Yonson demurred to the protest, arguing, among other grounds, that the court lacked jurisdiction and that the pleading failed to state a cause of action. In response, de la Rosa argued that his protest contained allegations constituting a remedy in the nature of *quo warranto*. The trial court ruled that de la Rosa had chosen to proceed under the election contest procedure (Section 479) and could not, after the lapse of the statutory period for filing a *quo warranto* proceeding (two weeks from proclamation under Section 408), change his theory. The court sustained the demurrer and dismissed the protest. De la Rosa appealed.
ISSUE
Whether the trial court erred in sustaining the demurrer and dismissing the election protest on the ground that the protestant, having elected to pursue the remedy of an election contest under Section 479 of Act No. 3387, could not later treat his protest as a *quo warranto* proceeding under Section 408 of the same law.
RULING
No, the trial court did not err. The Supreme Court affirmed the order dismissing the protest.
The Court held that while Courts of First Instance have jurisdiction over both election contests (Section 479) and *quo warranto* proceedings (Section 408), these are distinct remedies governed by different legal provisions and cannot be pursued jointly in the same proceeding. The protestant made a clear election to invoke the court’s jurisdiction under Section 479 by: (1) titling his pleading “Protest”; (2) explicitly stating in paragraph 5 that Sections 408 and 2659 did not deprive the court of jurisdiction under Section 479; and (3) praying for relief characteristic of an election contest (correction of returns and proclamation).

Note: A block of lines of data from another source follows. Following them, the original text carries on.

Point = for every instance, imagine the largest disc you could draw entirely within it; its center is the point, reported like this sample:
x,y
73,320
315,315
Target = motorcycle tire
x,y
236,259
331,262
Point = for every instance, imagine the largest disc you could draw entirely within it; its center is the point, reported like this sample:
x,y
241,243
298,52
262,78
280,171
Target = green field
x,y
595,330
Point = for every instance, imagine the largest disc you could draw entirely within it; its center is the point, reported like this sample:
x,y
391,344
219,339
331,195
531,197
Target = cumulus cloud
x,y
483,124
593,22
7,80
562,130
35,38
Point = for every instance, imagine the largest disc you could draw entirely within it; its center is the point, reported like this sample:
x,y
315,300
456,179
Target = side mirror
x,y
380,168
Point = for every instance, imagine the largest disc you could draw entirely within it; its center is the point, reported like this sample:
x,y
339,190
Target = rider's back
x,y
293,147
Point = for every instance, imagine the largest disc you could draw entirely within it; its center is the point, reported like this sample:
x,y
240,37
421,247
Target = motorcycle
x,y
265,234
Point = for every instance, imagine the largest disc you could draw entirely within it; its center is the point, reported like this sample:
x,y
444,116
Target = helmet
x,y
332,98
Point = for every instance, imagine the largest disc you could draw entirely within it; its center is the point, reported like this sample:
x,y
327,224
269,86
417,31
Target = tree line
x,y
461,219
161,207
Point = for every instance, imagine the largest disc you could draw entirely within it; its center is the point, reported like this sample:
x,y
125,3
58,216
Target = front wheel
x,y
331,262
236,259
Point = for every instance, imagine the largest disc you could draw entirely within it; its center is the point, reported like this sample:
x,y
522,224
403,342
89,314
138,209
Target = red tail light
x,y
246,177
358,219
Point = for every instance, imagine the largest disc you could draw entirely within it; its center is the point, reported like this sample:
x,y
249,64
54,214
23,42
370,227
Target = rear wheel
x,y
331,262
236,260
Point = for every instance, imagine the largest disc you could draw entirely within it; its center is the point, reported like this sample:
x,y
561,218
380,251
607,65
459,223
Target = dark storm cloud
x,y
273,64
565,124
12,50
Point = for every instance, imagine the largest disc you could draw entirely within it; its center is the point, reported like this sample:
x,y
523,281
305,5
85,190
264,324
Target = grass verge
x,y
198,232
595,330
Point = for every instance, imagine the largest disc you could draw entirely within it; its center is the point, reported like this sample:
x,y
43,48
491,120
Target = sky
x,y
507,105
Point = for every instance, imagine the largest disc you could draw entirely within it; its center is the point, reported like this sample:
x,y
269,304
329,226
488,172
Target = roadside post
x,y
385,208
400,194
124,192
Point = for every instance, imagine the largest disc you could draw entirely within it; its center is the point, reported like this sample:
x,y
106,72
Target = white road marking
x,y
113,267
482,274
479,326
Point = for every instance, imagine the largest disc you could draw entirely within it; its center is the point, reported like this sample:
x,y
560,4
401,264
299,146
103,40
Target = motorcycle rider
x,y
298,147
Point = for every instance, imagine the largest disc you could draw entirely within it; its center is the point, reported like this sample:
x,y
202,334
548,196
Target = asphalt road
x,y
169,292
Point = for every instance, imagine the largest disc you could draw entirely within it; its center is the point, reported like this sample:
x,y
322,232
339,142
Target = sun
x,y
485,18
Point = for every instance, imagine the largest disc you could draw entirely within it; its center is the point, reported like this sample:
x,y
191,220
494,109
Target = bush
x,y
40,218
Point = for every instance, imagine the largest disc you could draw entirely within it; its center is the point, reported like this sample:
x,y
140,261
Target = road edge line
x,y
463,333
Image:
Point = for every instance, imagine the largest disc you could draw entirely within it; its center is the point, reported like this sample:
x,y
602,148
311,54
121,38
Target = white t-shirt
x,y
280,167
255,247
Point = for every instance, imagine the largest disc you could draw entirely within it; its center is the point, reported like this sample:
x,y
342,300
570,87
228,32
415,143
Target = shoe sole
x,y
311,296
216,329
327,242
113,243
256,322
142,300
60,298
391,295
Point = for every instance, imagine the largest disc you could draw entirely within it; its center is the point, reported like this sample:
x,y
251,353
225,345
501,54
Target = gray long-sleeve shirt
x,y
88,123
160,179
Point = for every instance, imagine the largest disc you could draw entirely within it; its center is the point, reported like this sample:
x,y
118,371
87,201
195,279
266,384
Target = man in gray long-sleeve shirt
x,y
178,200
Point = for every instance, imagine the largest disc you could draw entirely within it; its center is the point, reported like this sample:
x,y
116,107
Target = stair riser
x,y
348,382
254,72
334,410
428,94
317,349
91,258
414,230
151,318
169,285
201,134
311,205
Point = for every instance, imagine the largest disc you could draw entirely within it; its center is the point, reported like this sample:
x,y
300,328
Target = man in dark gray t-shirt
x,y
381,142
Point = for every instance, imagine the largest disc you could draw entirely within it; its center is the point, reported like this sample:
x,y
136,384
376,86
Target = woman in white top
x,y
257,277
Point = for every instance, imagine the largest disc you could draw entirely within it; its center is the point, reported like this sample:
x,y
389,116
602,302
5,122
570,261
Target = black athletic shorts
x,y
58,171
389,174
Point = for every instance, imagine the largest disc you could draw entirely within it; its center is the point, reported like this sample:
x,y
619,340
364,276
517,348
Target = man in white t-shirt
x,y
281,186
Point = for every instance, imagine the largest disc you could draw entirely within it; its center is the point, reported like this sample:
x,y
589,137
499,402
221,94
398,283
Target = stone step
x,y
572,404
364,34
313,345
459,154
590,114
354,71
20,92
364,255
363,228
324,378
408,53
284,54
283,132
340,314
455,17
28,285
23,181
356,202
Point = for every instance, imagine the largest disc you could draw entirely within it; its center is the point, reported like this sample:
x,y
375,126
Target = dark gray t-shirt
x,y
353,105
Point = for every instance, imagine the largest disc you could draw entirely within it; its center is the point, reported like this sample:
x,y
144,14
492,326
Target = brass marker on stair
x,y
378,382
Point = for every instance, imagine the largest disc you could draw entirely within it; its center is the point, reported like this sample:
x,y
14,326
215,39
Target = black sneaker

Having made this election, the protestant was bound by it and could not, after the statutory period for filing a *quo warranto* had expired, change his theory and assert that his protest was also a *quo warranto* complaint. The doctrine of election of remedies applies: a party who chooses between two inconsistent remedies is concluded by that choice and may not resort to the other. The protestant’s attempt to shift theories was an impermissible change after the fact. Therefore, the trial court correctly sustained the demurrer and dismissed the case. Costs were imposed on the appellant.